How is atrial fibrillation diagnosed?

The most commonly used tests to diagnose atrial fibrillation include:

  • Electrocardiogram (ECG or EKG): The ECG draws a picture on graph paper of the electrical impulses traveling through the heart muscle. An EKG provides an electrical “snapshot” of the heart.
  • For people who have symptoms that come and go, a special monitor may need to be used to "capture" the arrhythmia.
    • Holter monitor: A small external recorder is worn over a short period of time, usually one to three days. Electrodes (sticky patches) are placed on the skin of your chest. Wires are attached from the electrodes to the monitor. The electrical impulses are continuously recorded and stored in the monitor. After the monitor is removed, a technician uses a computer to analyze the data to evaluate the heart’s rhythm.

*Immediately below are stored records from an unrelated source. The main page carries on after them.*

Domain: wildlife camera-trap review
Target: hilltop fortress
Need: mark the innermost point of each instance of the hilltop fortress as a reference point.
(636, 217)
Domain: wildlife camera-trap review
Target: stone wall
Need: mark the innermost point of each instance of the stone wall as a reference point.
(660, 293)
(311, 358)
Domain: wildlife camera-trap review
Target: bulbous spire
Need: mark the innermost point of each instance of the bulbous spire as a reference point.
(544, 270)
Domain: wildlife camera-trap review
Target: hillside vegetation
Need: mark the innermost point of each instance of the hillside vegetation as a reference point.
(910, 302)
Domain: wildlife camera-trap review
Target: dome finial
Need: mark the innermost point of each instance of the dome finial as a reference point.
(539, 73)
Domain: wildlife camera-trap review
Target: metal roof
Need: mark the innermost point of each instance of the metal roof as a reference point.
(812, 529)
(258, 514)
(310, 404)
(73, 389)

    • Portable event monitor: A monitor that is worn for about a month for patients who have less frequent irregular heartbeat episodes and symptoms. Electrodes (sticky patches) are placed on the skin of your chest. Wires are attached from the electrodes to the monitor. The patient presses a button to activate the monitor when symptoms occur. The device records the electrical activity of the heart for several seconds. The patient then transmits the device’s recorded information over a telephone line to the doctor’s office for evaluation. The portable event monitor is very useful in determining what heart rhythm is causing your symptoms.
    • Transtelephonic monitor: When you develop symptoms of atrial fibrillation, a strip of your current heart rhythm can be transmitted to your doctor’s office over the telephone, using a monitor with two bracelets or by placing the monitor against your chest wall.